New research from Meta explores the little-understood phenomenon of interference, broadly defined as a negative interaction between different translation directions in a multilingual machine translation model.
Interference is measured for a specific translation direction by comparing the performance of a bilingual model, which translates from a single source language to one target language, with that of a multilingual model trained to translate other additional directions.
“Interference trends can be tricky to measure,” lead author Uri Shaham acknowledged in a December 16, 2022 tweet, summing up the paper’s central questions: “What causes interference or synergy between language pairs in multilingual translation? Do we actually need specialized algorithms to alleviate interference?”
Shaham, a PhD candidate at Tel Aviv University and intern at Meta AI, worked with Meta AI colleagues Maha Elbayad, Vedanuj Goswami, Shruti Bhosale, and Omer Levy (also affiliated with Tel Aviv University) to identify the main contributing factors to interference in their paper, Causes and Cures for Interference in Multilingual Translation.
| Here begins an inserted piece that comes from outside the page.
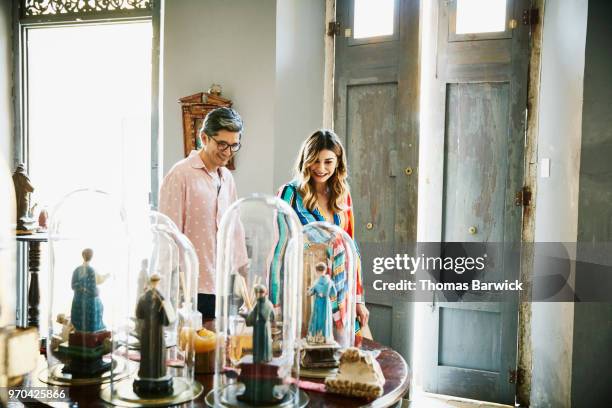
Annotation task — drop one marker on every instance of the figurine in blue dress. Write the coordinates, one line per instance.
(320, 327)
(87, 309)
The team worked primarily with the English-to-many setting, in which interference is more readily apparent. They systematically examined model size, source to target data size, source to target data in proportion to the rest of the data, the number of language pairs, and language similarities.
Shaham dismissed two of those factors in a later tweet: “When there is a decent amount of data, language similarity and the number of languages pairs do *not* have a major effect.”
We demonstrate through systematic experiments that when there is a decent amount of data, language similarity and the number of languages pairs do *not* have a major effect.— Uri Shaham (@Uri_Shaham) December 16, 2022
Instead, according to the paper, interference often occurs in cases where a data-rich language pair has to “share” crowded parameter space with large quantities of other data.
In other words, interference is sensitive to the proportion of “focus pair” source to target examples out of the total number of examples across all language pairs, at each step of training.
In particular, the authors observed substantial interference in cases of datasets that were very small relative to the amount of training data available.
A Surprisingly Simple Solution
Two methods were shown to reduce interference significantly: scaling up the model and tuning so called “temperature”, a parameter that influences the linguistic variety of the model’s output.
A standard baseline model of 176m parameters reduced interference, while further scaling up led to synergy, a beneficial transfer between different language pairs.
In a practical situation, where both model size and multilingual data are fixed, tuning sampling temperature to control the proportion of each language pair in the data emerged as key to balancing interference.
“Temperature sampling is the simplest way of controlling the data size tradeoffs,” Shaham tweeted, going on to suggest that the problem of interference might not be as widespread or severe as previously thought: “We show that the common practice of using a default value without tuning can artificially inflate interference for both low and high resource pairs.”